The location of the warehouse was identified by the centroids of the clusters calculated by the k-means clustering algorithm. The addresses can be extracted from the location’s latitude and longitude values. The area of each cluster was measured by calculating the mean radius of each cluster. Finally, the density of each cluster was calculated from the number of venues based on the total area of each cluster. The results are shown in the table below.

| Cluster Number | Color of Cluster | Latitude | Longitude | Mean Radius (KM) | Area (KM2) | Number_Venues | Density |
|----------------|------------------|----------|-----------|------------------|------------|---------------|-------- |
| Warehouse 1    | Red              | 40.6199  | -74.0823  | 2.07             | 121.31     | 77            | 0.63    |
| Warehouse 2    | Purple           | 40.5304  | -74.2161  | 1.96             | 108.91     | 20            | 0.18    |
| Warehouse 3    | Blue             | 40.5768  | -74.1099  | 1.38             | 53.50      | 38            | 0.71    |
| Warehouse 4    | Green            | 40.6114  | -74.1557  | 1.98             | 110.68     | 32            | 0.29    |
| Warehouse 5    | Orange           | 40.5455  | -74.1592  | 1.20             | 40.96      | 29            | 0.71    |

The clustering map shows the distribution of restaurants, coffee shops, and bars in the Staten Island area in five clustering zones. The red, purple and green clusters hold the larger area ranging from 109~121 sq km. Whereas, the blue and orange clusters hold smaller area ranging from 41~54 sq km. The red cluster contains the largest number of restaurants, coffee shops, and bars than each of other four clusters. Even though, green and purple clusters hold the larger area as red cluster, they contain relatively less number of restaurants, coffee shops, and bars than the red cluster. 

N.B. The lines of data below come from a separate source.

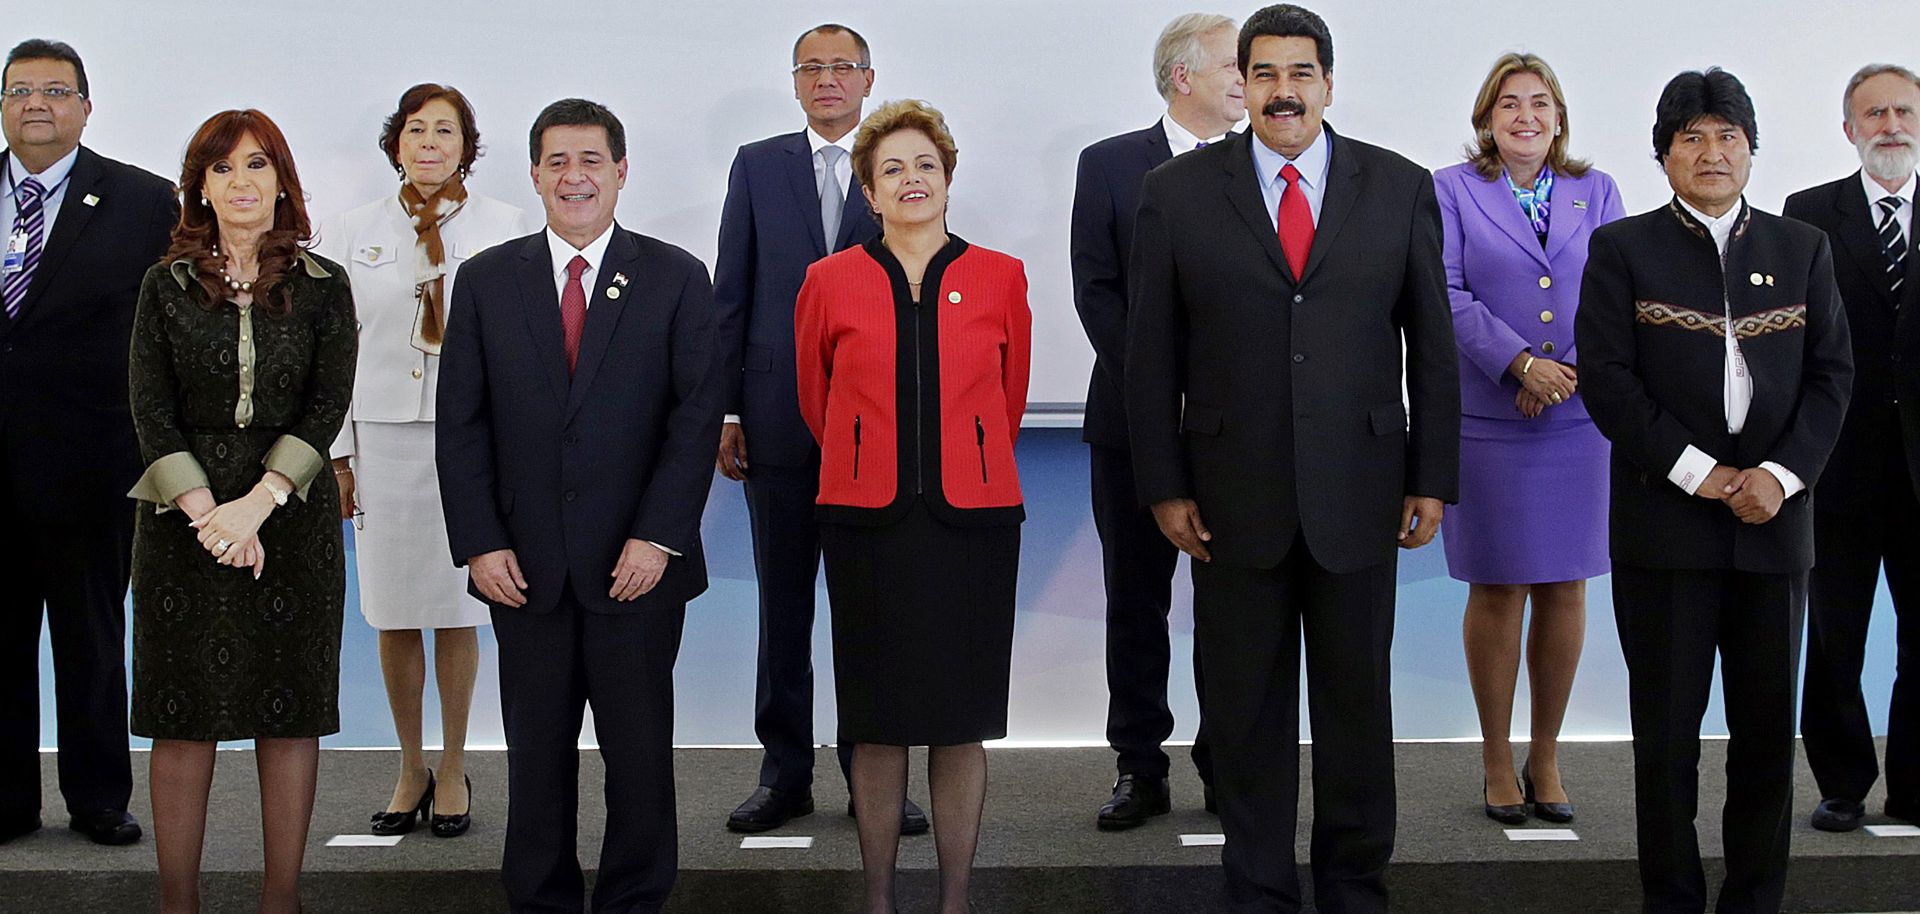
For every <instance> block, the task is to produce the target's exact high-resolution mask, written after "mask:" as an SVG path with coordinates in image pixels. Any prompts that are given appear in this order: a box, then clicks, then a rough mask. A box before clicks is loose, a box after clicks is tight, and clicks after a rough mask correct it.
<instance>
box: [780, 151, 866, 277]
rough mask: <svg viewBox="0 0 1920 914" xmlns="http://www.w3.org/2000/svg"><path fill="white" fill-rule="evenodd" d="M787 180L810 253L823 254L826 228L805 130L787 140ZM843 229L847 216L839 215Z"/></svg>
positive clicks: (845, 223) (845, 227)
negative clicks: (820, 218)
mask: <svg viewBox="0 0 1920 914" xmlns="http://www.w3.org/2000/svg"><path fill="white" fill-rule="evenodd" d="M787 184H789V186H791V188H793V211H797V213H801V221H803V223H806V236H808V238H812V240H814V257H826V255H828V253H829V252H828V230H826V227H822V225H820V188H818V186H816V184H814V150H812V146H808V142H806V131H801V132H797V134H793V138H791V140H787ZM860 198H862V200H864V198H866V194H860ZM845 230H847V219H841V232H845Z"/></svg>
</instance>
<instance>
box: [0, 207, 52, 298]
mask: <svg viewBox="0 0 1920 914" xmlns="http://www.w3.org/2000/svg"><path fill="white" fill-rule="evenodd" d="M44 202H46V190H44V188H42V186H40V182H38V180H35V179H27V180H21V182H19V211H15V213H13V232H12V234H10V236H8V252H12V248H13V238H15V236H25V238H27V250H25V259H23V261H21V267H19V269H17V271H12V273H8V275H6V286H4V292H6V317H8V321H12V319H15V317H19V303H21V301H25V300H27V288H29V286H31V284H33V269H35V267H38V265H40V246H42V240H44V238H42V236H44V234H46V219H44V215H46V213H44V211H42V205H44Z"/></svg>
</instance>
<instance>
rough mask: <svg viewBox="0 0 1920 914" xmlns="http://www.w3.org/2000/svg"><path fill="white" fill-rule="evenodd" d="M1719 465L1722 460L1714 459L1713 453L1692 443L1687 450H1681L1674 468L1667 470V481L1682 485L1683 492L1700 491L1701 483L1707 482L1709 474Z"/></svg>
mask: <svg viewBox="0 0 1920 914" xmlns="http://www.w3.org/2000/svg"><path fill="white" fill-rule="evenodd" d="M1718 465H1720V461H1716V459H1713V455H1709V453H1707V451H1701V449H1699V447H1693V445H1692V444H1690V445H1686V451H1680V459H1678V461H1674V469H1670V470H1667V482H1672V484H1674V486H1680V490H1682V492H1686V493H1688V495H1692V493H1695V492H1699V484H1701V482H1707V474H1709V472H1713V469H1715V467H1718Z"/></svg>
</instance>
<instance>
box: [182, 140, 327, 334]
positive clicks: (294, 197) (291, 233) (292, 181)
mask: <svg viewBox="0 0 1920 914" xmlns="http://www.w3.org/2000/svg"><path fill="white" fill-rule="evenodd" d="M246 136H253V142H257V144H259V148H261V152H263V154H265V156H267V161H271V163H273V173H275V177H276V179H278V184H280V190H282V192H284V194H286V196H284V198H276V200H275V202H273V228H269V230H267V234H263V236H261V240H259V278H255V280H253V301H255V303H259V305H263V307H265V309H267V311H271V313H280V315H284V313H288V311H290V309H292V305H294V303H292V296H290V294H288V292H286V290H282V288H280V280H282V278H286V275H288V271H292V269H294V261H296V259H298V257H300V252H301V250H303V248H305V246H307V242H311V240H313V223H311V221H309V219H307V198H305V194H303V192H301V186H300V173H298V171H294V152H292V150H290V148H288V146H286V134H282V132H280V127H278V125H275V123H273V119H271V117H267V115H265V113H261V111H257V109H252V108H248V109H244V111H221V113H217V115H213V117H207V123H204V125H200V129H198V131H194V138H192V140H188V142H186V156H184V159H182V161H180V221H179V223H175V227H173V246H171V248H167V261H169V263H171V261H179V259H186V261H192V263H194V271H196V275H198V278H200V290H202V292H204V301H202V303H205V305H209V307H211V305H215V303H219V301H225V300H227V292H228V290H227V284H225V282H221V269H225V267H227V263H225V257H221V255H215V253H213V252H215V244H219V221H217V219H215V217H213V207H211V205H209V204H207V202H205V182H207V169H209V167H213V163H215V161H221V159H225V157H227V156H228V154H230V152H234V146H240V140H242V138H246ZM275 292H280V296H278V300H276V298H275Z"/></svg>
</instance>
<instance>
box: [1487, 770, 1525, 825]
mask: <svg viewBox="0 0 1920 914" xmlns="http://www.w3.org/2000/svg"><path fill="white" fill-rule="evenodd" d="M1480 805H1482V806H1486V818H1490V820H1494V822H1500V824H1501V826H1524V824H1526V805H1524V803H1521V805H1500V806H1496V805H1492V803H1490V801H1488V789H1486V782H1484V780H1482V782H1480Z"/></svg>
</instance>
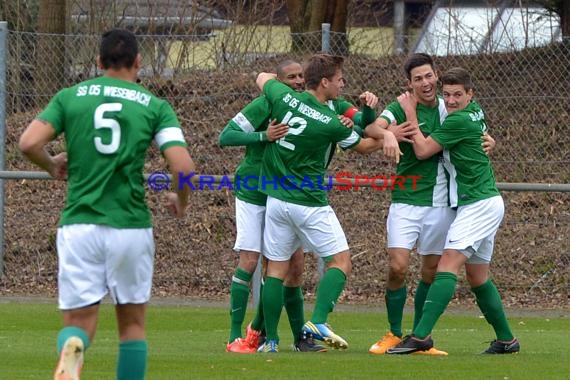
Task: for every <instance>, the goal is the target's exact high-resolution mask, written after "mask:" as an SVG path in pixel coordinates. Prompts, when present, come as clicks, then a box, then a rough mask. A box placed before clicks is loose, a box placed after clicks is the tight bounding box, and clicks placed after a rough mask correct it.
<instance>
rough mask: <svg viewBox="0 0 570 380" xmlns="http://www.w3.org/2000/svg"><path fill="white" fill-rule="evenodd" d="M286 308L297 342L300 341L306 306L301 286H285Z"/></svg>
mask: <svg viewBox="0 0 570 380" xmlns="http://www.w3.org/2000/svg"><path fill="white" fill-rule="evenodd" d="M283 299H284V302H285V310H287V317H288V318H289V325H290V326H291V332H292V333H293V340H294V342H295V343H297V342H298V341H299V338H300V337H301V334H302V331H303V325H304V324H305V308H304V306H303V291H302V290H301V287H300V286H295V287H288V286H284V287H283Z"/></svg>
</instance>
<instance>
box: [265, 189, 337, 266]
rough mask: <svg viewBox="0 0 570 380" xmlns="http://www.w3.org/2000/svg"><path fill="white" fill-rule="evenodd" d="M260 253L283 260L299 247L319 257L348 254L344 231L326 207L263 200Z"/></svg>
mask: <svg viewBox="0 0 570 380" xmlns="http://www.w3.org/2000/svg"><path fill="white" fill-rule="evenodd" d="M263 243H264V245H263V254H264V256H265V257H267V258H268V259H269V260H272V261H287V260H289V259H290V258H291V255H292V254H293V253H294V252H295V250H296V249H297V248H298V247H299V246H301V245H302V246H303V248H304V249H305V251H307V250H308V251H310V252H313V253H315V255H317V256H319V257H323V258H324V257H328V256H332V255H335V254H337V253H340V252H344V251H348V242H347V241H346V236H345V235H344V231H343V230H342V227H341V225H340V222H339V221H338V218H337V217H336V214H335V213H334V211H333V209H332V208H331V207H330V206H322V207H308V206H301V205H297V204H294V203H289V202H284V201H281V200H279V199H276V198H273V197H267V210H266V213H265V230H264V234H263Z"/></svg>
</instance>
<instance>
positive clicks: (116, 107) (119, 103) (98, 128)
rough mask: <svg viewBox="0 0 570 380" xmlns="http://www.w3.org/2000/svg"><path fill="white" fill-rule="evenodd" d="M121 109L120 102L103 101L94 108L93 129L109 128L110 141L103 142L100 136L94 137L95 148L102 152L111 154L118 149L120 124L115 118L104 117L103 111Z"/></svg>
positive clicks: (118, 109) (104, 112)
mask: <svg viewBox="0 0 570 380" xmlns="http://www.w3.org/2000/svg"><path fill="white" fill-rule="evenodd" d="M122 109H123V105H122V104H121V103H103V104H101V105H100V106H99V107H97V109H96V110H95V114H94V115H93V125H94V126H95V129H101V128H109V129H110V130H111V142H109V143H108V144H105V143H104V142H103V140H102V139H101V137H99V136H97V137H95V138H94V142H95V149H97V151H98V152H100V153H103V154H113V153H115V152H116V151H117V149H119V144H120V142H121V126H120V125H119V123H118V122H117V120H115V119H111V118H106V117H105V112H119V111H120V110H122Z"/></svg>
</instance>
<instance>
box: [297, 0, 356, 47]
mask: <svg viewBox="0 0 570 380" xmlns="http://www.w3.org/2000/svg"><path fill="white" fill-rule="evenodd" d="M347 13H348V0H329V1H327V0H287V15H288V16H289V25H290V30H291V40H292V42H291V50H292V51H293V52H296V53H315V52H318V51H321V50H322V46H321V37H322V35H321V28H322V24H323V23H329V24H330V25H331V41H330V51H329V53H331V54H338V55H348V48H349V46H348V37H347V35H346V21H347Z"/></svg>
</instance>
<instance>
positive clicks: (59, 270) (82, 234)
mask: <svg viewBox="0 0 570 380" xmlns="http://www.w3.org/2000/svg"><path fill="white" fill-rule="evenodd" d="M57 254H58V259H59V264H58V266H59V272H58V293H59V302H58V303H59V308H60V309H61V310H69V309H77V308H81V307H85V306H89V305H92V304H95V303H97V302H99V301H101V300H102V299H103V298H104V297H105V295H106V294H107V292H109V293H110V295H111V298H112V300H113V303H114V304H115V305H117V304H119V305H122V304H143V303H146V302H148V300H149V299H150V292H151V286H152V275H153V267H154V240H153V235H152V228H114V227H109V226H104V225H96V224H71V225H66V226H62V227H59V228H58V229H57Z"/></svg>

**Based on the observation, we suggest the following:**
* The number of trucks, employees, and drivers should be chosen based on the number of venues in each cluster
* The size of the warehouse in the red clustering zone would be bigger than any other warehouses
* The number of trucks, employees, and drivers in red clustering zone would be at least double than the number of any warehouses  

## Conclusion <a name="conclusion"></a>

The purpose of this project was to locate five warehouses for the client in the Staten Island area in order to supply beverages to the restaurants, coffee shops and bars more efficiently and cost effectively. The approach was to divide the Staten Island area into five sub regions based on the criteria of the distribution of the restaurants, coffee shops and bars in the entire Staten Island area. The centroid of each cluster was identified by running the k-means clustering algorithm. In order to estimate the clustering area containing the restaurants, coffee shops, and bars to which the warehouse would provide beverages, a standard deviation of each cluster was used. Based on the results, this project was able to locate the location of the warehouses, their size, and the number of employees and truck drivers in each warehouse needed. 

Even though, this project recommended the optimal locations for warehouses, final decision on optimal location will be made by the client based on specific characteristics of neighborhoods taking into consideration additional factors like proximity to major roads, real estate availability, prices, social and economic dynamics of every neighborhood etc.